[HN Gopher] Reverse Debugging at Scale
       ___________________________________________________________________
        
       Reverse Debugging at Scale
        
       Author : kiyanwang
       Score  : 57 points
       Date   : 2021-05-03 11:26 UTC (11 hours ago)
        
 (HTM) web link (engineering.fb.com)
 (TXT) w3m dump (engineering.fb.com)
        
       | [deleted]
        
       | jeffbee wrote:
       | It is fairly surprising to me that FB would pay a roughly 5%
       | throughput penalty to get this.
        
         | adamfeldman wrote:
         | Where does the 5% number come from? I didn't see it in the
         | article or on the linked page for Intel Processor Trace.
        
           | jeffbee wrote:
           | Pulled from my experience. How much stuff needs to be logged
           | depends on the structure of the program, and different
           | programs are more or less sensitive to having some of their
           | memory store bandwidth stolen.
        
             | adamfeldman wrote:
             | Thank you for sharing!
        
         | sacheendra wrote:
         | It is not that surprising. Facebook is complex ecosystem, and
         | therefore experiences lots of outages/problems.
         | 
         | Looking at their status page
         | (https://developers.facebook.com/status/dashboard/), they seem
         | to have a problems every week. These are only the public ones!
         | 
         | I guess they figured they are losing more money due to these
         | problems than the additional 5% they have to spend on
         | infrastructure.
        
           | jeffbee wrote:
           | I can see why an org would choose to do this, but the number
           | is still frightening. At Google, we were held to a limit of
           | at most 0.01% cost for sampling LBR events. 5% for debug-
           | ability just seems really high.
        
         | slver wrote:
         | In a car, you get the best speed when you press the pedal to
         | the metal and close your eyes. Yet we pay performance penalty
         | by driving it, instead.
        
           | r00fus wrote:
           | Car analogy is not applicable - think more instead of
           | lowering speed of the entire high-speed roadway by 5mph (e.g.

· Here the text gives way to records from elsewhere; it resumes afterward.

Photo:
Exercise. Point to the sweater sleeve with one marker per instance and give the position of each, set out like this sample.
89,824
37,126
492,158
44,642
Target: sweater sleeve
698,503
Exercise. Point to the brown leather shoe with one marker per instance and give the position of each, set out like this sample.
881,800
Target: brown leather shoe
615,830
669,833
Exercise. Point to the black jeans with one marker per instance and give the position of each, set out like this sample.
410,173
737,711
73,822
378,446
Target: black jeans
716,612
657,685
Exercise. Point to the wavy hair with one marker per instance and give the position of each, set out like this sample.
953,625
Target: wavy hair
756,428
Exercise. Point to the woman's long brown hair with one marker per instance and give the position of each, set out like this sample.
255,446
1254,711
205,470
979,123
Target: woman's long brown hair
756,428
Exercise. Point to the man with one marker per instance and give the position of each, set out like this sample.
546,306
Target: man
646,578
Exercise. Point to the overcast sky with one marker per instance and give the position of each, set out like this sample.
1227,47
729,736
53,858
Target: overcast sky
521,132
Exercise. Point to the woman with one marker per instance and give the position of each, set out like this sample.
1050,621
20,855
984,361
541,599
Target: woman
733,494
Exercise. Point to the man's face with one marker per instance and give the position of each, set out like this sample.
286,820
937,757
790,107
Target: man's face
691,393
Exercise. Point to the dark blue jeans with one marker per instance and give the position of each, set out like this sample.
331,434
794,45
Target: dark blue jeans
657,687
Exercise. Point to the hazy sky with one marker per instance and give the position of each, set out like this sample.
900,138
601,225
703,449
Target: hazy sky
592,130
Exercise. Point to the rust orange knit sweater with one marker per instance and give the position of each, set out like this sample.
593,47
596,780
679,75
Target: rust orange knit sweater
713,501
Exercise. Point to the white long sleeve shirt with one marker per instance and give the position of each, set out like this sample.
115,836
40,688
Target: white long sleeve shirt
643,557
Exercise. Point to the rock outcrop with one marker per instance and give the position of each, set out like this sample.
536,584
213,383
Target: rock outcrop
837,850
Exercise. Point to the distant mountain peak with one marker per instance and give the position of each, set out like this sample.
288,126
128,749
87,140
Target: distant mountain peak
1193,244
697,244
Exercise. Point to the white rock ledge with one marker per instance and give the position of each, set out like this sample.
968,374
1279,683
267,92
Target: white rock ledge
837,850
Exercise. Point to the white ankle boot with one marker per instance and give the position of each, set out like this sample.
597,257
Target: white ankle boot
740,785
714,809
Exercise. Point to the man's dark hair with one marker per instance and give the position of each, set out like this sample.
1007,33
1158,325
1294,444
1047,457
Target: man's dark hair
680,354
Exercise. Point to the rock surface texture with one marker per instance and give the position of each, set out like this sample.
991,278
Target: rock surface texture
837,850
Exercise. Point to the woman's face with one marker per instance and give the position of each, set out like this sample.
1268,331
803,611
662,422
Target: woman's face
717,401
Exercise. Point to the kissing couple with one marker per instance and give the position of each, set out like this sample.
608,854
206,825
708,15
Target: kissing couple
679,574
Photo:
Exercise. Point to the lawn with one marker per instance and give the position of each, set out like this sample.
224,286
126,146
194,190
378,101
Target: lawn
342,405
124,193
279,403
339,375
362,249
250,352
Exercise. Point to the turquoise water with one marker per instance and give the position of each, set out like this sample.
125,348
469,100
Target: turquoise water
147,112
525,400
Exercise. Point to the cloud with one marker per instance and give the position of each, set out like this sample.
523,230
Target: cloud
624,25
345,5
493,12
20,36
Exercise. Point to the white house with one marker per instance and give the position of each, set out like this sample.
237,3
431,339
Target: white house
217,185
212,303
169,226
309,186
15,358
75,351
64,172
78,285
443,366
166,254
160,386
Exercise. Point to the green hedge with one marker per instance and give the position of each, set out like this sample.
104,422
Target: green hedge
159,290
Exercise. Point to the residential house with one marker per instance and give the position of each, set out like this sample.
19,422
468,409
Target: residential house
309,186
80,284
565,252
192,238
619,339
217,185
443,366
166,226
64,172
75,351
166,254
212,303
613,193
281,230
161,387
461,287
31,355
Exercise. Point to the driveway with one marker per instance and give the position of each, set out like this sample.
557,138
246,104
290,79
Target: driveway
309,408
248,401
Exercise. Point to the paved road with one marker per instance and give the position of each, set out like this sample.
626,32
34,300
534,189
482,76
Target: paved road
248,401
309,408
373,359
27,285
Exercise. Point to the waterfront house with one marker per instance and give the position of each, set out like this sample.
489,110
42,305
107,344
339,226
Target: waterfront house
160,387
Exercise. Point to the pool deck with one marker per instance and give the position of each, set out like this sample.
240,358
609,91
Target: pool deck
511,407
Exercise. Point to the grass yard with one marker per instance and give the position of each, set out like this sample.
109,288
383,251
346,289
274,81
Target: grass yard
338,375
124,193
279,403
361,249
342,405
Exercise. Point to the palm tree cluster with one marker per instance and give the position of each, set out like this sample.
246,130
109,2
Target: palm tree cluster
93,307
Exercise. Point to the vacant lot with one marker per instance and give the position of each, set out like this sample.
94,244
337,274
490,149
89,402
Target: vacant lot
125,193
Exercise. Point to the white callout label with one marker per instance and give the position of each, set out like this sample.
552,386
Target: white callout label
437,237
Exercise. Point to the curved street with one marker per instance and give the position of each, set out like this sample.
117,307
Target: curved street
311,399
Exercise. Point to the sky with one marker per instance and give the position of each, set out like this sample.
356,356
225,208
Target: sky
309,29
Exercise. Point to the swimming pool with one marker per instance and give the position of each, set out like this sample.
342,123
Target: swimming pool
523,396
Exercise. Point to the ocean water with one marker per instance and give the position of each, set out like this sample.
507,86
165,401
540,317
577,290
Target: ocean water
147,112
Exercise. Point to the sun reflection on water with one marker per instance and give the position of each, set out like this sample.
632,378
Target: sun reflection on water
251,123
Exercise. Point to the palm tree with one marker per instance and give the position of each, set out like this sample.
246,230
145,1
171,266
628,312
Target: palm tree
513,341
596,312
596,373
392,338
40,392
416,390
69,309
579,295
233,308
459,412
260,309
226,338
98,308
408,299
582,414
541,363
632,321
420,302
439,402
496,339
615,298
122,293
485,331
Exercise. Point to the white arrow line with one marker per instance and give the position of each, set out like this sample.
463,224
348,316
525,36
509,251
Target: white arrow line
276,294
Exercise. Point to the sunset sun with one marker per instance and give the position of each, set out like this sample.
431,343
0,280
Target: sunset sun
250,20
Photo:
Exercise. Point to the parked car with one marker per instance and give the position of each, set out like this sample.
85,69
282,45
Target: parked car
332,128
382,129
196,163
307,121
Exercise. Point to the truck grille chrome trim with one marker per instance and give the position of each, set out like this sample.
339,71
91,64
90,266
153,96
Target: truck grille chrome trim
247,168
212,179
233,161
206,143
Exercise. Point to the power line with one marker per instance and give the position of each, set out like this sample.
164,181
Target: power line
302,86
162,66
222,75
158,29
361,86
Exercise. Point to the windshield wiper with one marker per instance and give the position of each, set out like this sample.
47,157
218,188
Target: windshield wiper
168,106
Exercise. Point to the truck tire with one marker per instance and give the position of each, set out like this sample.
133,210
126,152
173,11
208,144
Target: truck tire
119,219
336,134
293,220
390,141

           | by road material/quality) - has a qualitative difference at
           | that scale.
        
             | slver wrote:
             | Point is slowing down a bit, allows us to see what's
             | happening, so we can make course corrections, and crash
             | less.
             | 
             | That's an understandable tradeoff for car driving.
             | 
             | It's an understandable tradeoff for Facebook debugging.
             | 
             | Ergo, we do it.
        
         | DSingularity wrote:
         | They must have a reason. Probably helps them resolve otherwise
         | costly failures in good time.
        
       | bluedino wrote:
       | Sort of surprised to see VScode and LLDB mentioned. So Java or
       | C++? Rust?
        
         | Veserv wrote:
         | The technology they are describing is largely language-agnostic
         | as it is just reconstructing the sequence of hardware
         | instructions that executed. So, in principle you can apply the
         | underlying technique to any language as long as you can
         | determine the source line that corresponds to a hardware
         | instruction at a point in time. Which is already done by any
         | standard debugger, at least for AOT compiled languages, as this
         | is how a debugger can use the hardware instruction the
         | processor stopped at to tell you which source code line you are
         | stopped at. For JIT or interpreted languages it is slightly
         | more complex, but still a solved problem.
        
           | roca wrote:
           | It won't work for anything with a JIT or interpreter, not
           | without _significantly_ more work.
        
             | Veserv wrote:
             | Assuming that a Java debugger can convert a breakpoint to
             | its corresponding source line, it must maintain some sort
             | of source<->assembly mapping that transforms over time to
             | do that lookup. As long as you record those changes, namely
             | the introduction or destruction of any branches that Intel
             | PT would record, the same underlying approach should work.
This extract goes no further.